When encountering obstacles, one needs to be creative in finding a way around them.
Philipp Bosch, MD, is a clinical colleague at the Department of Rheumatology and Immunology of the Medical University of Graz, Austria, and very honoured to be one of this year's IMA finalists. Winning the contest would be a great stimulus for his further clinical and research work in order to help patients with rheumatic diseases.
He has a very important message for all employers:
While in the past 20 years we have witnessed a huge improvement in the treatment of rheumatic diseases, there is a considerable number of patients who still suffer from discomfort or pain which cause them problems in daily life as well as at work. This is a call to law-makers and employers to be aware of these illnesses and create such legislation and work environments that help employees with rheumatic diseases reach their highest working potential.

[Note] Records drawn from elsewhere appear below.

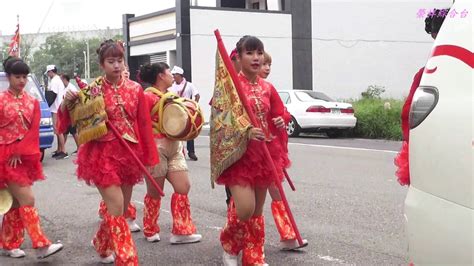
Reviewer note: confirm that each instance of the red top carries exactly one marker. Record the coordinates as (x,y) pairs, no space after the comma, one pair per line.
(19,124)
(406,106)
(266,104)
(128,111)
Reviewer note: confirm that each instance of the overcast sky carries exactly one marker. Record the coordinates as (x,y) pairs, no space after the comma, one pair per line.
(66,15)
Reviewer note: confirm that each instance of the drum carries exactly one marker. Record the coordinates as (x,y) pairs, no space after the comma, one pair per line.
(181,119)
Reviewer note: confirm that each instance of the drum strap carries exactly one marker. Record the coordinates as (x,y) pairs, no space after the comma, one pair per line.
(159,107)
(184,88)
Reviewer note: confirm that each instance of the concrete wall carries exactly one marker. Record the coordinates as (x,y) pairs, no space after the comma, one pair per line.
(274,29)
(392,45)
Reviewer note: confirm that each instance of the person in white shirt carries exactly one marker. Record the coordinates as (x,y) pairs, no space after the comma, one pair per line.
(185,89)
(57,87)
(71,130)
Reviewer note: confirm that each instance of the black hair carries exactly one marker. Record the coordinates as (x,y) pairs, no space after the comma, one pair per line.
(66,77)
(148,72)
(249,43)
(15,66)
(435,19)
(110,48)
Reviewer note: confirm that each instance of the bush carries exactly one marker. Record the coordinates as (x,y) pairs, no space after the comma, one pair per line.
(377,119)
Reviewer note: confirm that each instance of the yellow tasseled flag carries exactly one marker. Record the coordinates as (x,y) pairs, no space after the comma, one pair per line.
(88,114)
(229,123)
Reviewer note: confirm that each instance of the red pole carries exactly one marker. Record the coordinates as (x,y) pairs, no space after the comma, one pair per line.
(242,97)
(140,164)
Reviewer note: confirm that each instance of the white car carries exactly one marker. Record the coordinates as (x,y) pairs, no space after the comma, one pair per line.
(313,111)
(439,204)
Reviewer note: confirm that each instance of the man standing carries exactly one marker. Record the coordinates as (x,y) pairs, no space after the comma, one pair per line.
(71,130)
(57,87)
(185,89)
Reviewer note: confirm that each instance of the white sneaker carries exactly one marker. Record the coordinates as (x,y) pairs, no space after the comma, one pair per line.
(153,238)
(292,244)
(42,253)
(108,260)
(14,253)
(230,260)
(185,239)
(134,227)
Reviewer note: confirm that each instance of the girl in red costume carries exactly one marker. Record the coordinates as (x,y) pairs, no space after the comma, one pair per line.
(172,167)
(249,178)
(20,164)
(105,163)
(280,215)
(131,212)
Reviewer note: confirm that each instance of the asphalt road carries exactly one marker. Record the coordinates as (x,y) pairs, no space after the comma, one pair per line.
(348,205)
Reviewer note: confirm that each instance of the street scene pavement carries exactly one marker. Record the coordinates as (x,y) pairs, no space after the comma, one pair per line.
(347,204)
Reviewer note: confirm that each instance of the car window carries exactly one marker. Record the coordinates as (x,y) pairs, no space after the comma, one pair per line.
(31,87)
(285,97)
(312,96)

In the study that has brought him to the finals, Dr. Bosch and his team found that musculoskeletal ultrasound can be helpful to distinguish whether joint pain is caused by a rheumatic disease (psoriatic arthritis) or by other reasons such as overuse and strain. This distinction has important clinical implications, as patients in which pain is caused by noninflammatory reasons should be treated with adequate pain management rather than by increasing immunosuppressive treatments.

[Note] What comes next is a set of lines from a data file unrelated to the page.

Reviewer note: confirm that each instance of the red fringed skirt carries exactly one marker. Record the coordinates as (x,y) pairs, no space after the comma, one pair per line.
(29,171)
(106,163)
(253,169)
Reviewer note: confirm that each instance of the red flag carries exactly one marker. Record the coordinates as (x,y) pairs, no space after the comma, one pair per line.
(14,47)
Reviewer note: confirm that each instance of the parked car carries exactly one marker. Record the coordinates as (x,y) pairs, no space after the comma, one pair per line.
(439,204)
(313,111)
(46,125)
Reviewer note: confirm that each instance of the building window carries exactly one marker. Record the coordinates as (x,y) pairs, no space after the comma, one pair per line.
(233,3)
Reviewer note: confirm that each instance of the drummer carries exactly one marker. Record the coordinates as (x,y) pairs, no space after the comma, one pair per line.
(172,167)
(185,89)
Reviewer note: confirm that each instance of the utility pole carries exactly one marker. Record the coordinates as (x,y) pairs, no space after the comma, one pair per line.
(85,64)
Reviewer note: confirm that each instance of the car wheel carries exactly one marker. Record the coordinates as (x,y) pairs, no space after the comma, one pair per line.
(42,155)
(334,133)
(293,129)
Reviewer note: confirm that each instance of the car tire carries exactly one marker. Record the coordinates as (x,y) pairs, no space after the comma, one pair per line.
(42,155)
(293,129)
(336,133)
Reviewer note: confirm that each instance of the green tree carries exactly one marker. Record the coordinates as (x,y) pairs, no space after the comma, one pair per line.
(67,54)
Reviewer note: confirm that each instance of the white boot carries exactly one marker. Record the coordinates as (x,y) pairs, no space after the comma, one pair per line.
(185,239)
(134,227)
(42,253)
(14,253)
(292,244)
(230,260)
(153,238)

Dr. Bosch is fully committed to his work in both areas, clinical and research. Being committed to science, he says, means working a lot, educating and improving oneself continuously.
I have started my PhD and chosen research because one can never learn enough and it has become my passion ever since. In clinical research, the biggest obstacles are the lack of time and project funding, but I think that one of the qualities of being a good scientist is to be creative and find ways around these issues. What I find problematic at the present is that a lot of people seem to doubt scientists. I believe that one of the reasons for that is the difficult nature of science itself and the way research is shared with the general public. It is challenging, but I think that scientists need to find ways to make their research more accessible and understandable in general,
says Dr. Bosch. To him, the most important characteristics of a researcher are patience, the urge to continue even when things get rough, and precision. His main motivation is to improve as a researcher and physician, and ultimately help people through his work. That is a great feeling, he says and he cannot think of doing anything else than medicine and research. His work takes a lot of his energy which he replenishes by spending time with his caring family.